Pogrążył jednak imperium w bratobójczej wojnie, którą ostatecznie wygrał jego adoptowany syn Oktawian August. To on był pierwszym cesarzem Rzymu, który zamienił przydomek rodzinny w najwyższy tytuł w państwie. Ci, którym on przysługiwał przez kolejne 530 lat istnienia Imperium Rzymskiego, rzadko opuszczali ten świat zgodnie z prawami natury. Spośród 77 mężczyzn, którzy tytułowali się cesarzami Rzymu, aż 39 zginęło w wyniku zamachu. Ich rządy to przykład coraz większego rozkładu moralnego, odrzucenia zasad budowanych przez zabobonne społeczeństwo rzymskie z czasów królestwa i republiki. Ten rozkład wynikał także z przemieszania etnicznego, które oznaczało adoptowanie praw, które dla wielu rodowitych Rzymian były barbarzyńskie. Dodatkowo utrzymanie imperium w jego rozrastającym się kształcie wymagało nieustannego poboru żołnierzy, utrzymywania państwa w stanie permanentnej wojny i gigantycznych nakładów finansowych na infrastrukturę wojskową.

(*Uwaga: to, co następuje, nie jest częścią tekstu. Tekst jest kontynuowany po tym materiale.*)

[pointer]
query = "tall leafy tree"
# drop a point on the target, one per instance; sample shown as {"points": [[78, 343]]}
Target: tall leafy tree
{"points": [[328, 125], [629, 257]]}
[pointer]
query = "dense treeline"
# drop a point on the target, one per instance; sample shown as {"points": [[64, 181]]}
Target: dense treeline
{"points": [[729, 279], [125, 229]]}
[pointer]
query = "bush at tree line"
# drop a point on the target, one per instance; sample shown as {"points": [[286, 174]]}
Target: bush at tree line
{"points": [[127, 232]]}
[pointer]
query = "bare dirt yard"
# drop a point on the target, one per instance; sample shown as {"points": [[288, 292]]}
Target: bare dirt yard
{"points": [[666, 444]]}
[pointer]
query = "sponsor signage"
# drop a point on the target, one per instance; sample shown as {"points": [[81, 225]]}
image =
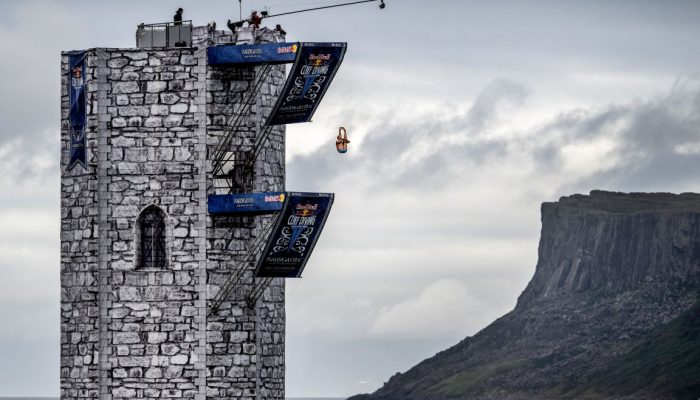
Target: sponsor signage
{"points": [[314, 68], [267, 53], [246, 203], [294, 235], [76, 97]]}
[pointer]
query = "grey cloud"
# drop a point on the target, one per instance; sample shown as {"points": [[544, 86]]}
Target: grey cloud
{"points": [[388, 147]]}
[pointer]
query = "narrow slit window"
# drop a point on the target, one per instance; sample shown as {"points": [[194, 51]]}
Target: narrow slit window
{"points": [[152, 232]]}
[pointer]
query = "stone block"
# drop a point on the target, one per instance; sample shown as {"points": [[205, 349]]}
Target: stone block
{"points": [[156, 86], [125, 87], [126, 338], [180, 359], [157, 337]]}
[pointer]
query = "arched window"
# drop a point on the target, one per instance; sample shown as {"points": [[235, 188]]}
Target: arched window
{"points": [[151, 229]]}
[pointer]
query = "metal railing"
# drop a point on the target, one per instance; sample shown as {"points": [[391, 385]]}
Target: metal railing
{"points": [[164, 34]]}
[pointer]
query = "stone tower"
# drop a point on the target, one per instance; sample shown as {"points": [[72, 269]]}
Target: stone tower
{"points": [[140, 255]]}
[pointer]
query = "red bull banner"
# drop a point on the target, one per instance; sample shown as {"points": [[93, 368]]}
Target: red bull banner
{"points": [[294, 235], [312, 73]]}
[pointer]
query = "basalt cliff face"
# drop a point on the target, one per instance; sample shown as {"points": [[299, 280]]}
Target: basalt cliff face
{"points": [[612, 312]]}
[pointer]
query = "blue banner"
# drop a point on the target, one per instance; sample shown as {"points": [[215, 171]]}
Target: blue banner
{"points": [[76, 96], [246, 203], [294, 235], [268, 53], [312, 73]]}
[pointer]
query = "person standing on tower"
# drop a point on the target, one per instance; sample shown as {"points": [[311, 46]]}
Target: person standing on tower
{"points": [[178, 16], [254, 20]]}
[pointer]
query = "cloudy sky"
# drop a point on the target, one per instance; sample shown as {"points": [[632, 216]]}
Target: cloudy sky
{"points": [[464, 117]]}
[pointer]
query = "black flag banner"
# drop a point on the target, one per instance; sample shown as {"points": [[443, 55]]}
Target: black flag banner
{"points": [[312, 73], [294, 235], [76, 96]]}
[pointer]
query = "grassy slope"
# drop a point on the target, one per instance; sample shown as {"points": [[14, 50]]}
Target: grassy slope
{"points": [[667, 363]]}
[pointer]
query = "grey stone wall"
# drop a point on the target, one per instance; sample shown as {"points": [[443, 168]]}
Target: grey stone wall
{"points": [[128, 332]]}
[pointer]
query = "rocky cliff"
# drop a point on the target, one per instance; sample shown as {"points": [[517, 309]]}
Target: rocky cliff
{"points": [[611, 311]]}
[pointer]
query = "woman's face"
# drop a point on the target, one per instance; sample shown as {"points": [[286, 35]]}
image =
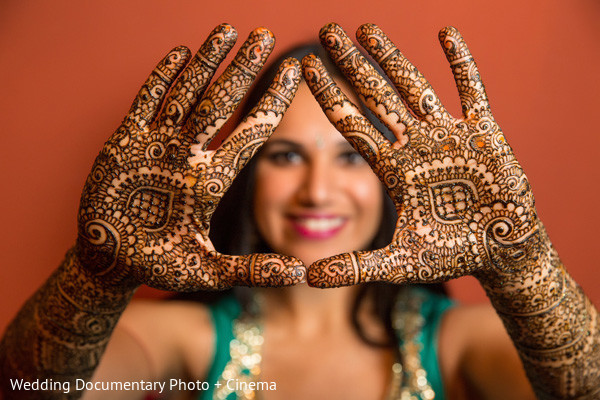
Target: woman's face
{"points": [[315, 196]]}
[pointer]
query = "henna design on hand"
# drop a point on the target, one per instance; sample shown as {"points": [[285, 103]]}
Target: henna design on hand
{"points": [[146, 207], [464, 204]]}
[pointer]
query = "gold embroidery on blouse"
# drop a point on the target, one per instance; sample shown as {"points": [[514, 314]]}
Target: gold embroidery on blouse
{"points": [[409, 381]]}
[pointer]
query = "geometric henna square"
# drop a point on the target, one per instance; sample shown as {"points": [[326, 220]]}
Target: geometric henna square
{"points": [[152, 206], [451, 200]]}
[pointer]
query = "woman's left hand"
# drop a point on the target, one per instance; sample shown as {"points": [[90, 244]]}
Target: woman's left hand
{"points": [[464, 203]]}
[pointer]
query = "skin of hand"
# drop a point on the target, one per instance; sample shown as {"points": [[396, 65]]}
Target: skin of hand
{"points": [[146, 207], [464, 204]]}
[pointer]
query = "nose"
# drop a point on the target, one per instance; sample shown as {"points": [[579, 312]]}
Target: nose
{"points": [[318, 183]]}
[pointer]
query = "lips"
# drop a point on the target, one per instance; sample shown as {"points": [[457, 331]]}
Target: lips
{"points": [[318, 227]]}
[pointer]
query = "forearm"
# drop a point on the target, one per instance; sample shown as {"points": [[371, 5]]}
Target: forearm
{"points": [[61, 332], [551, 322]]}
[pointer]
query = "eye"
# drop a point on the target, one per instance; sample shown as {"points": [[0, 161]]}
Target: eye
{"points": [[351, 157], [284, 157]]}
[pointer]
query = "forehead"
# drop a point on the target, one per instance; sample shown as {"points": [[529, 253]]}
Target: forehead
{"points": [[305, 123]]}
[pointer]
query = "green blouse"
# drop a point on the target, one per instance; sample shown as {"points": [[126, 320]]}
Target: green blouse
{"points": [[417, 320]]}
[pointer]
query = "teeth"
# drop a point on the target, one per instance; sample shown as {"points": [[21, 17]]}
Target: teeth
{"points": [[320, 224]]}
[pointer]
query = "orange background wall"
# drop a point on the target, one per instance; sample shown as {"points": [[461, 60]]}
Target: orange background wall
{"points": [[69, 70]]}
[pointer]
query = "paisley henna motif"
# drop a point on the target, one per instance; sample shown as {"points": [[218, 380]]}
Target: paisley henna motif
{"points": [[146, 208], [464, 203]]}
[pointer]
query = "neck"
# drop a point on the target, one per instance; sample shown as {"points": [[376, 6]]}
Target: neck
{"points": [[308, 311]]}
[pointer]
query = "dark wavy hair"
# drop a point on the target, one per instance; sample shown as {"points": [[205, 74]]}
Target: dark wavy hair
{"points": [[234, 229]]}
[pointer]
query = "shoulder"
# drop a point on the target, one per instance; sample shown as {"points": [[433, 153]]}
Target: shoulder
{"points": [[477, 355], [176, 336]]}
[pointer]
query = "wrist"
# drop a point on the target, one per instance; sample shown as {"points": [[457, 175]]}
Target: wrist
{"points": [[531, 283], [78, 306]]}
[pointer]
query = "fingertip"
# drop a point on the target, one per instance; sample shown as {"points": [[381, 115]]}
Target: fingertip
{"points": [[265, 35], [274, 270], [331, 26], [332, 272]]}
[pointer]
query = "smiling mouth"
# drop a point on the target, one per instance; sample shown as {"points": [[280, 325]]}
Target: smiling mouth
{"points": [[318, 228]]}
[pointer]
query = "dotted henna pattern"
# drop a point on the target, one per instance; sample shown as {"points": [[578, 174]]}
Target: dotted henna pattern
{"points": [[464, 203], [146, 207]]}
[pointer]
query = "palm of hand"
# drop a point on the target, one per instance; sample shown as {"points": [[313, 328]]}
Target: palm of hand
{"points": [[463, 201], [146, 206]]}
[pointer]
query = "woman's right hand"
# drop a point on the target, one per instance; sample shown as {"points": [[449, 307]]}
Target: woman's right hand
{"points": [[146, 205]]}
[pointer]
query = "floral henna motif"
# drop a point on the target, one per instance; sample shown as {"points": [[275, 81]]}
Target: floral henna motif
{"points": [[464, 204], [146, 208]]}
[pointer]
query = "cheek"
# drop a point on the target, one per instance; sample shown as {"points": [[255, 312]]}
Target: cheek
{"points": [[271, 194], [367, 194]]}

Imperium, które rozprawiło się z Kartaginą, zgasiło powstania w Judei, upokorzyło plemiona galijskie i podbijało nawet Brytanię, zaczęło rozpadać się od środka. To podsumowanie to oczywiście droga na skróty. Imperium Rzymskie rozrastało się przez ponad tysiąc lat, żeby za panowania Trajana osiągnąć obszar wielkości 5 milionów kilometrów kwadratowych, które mogło zamieszkiwać od 50 do 90 milionów ludzi. Trajana zalicza się do tzw. pięciu dobrych cesarzy, wśród których byli też Nerwa, Hadrian, Antoninus Pius i wielki rzymski filozof Marek Aureliusz. Każdy z tych pięciu wielkich cesarzy adoptował następnego. Wybór padał na ludzi mądrych i doświadczonych. Dlatego przełom I i II wieku są uznawane za szczyt potęgi Imperium Romanum. Nie oznacza to, że tuż po śmierci Marka Aureliusza rozpoczął się okres gwałtownego rozpadu tego państwa, ale z naszego punktu widzenia – ludzi znających dalsze dzieje – bez wątpienia nastąpił regres, który w ciągu trzech wieków przeobraził się w dekadencję, a ta doprowadziła do rozpadu zachodniego Cesarstwa Rzymskiego.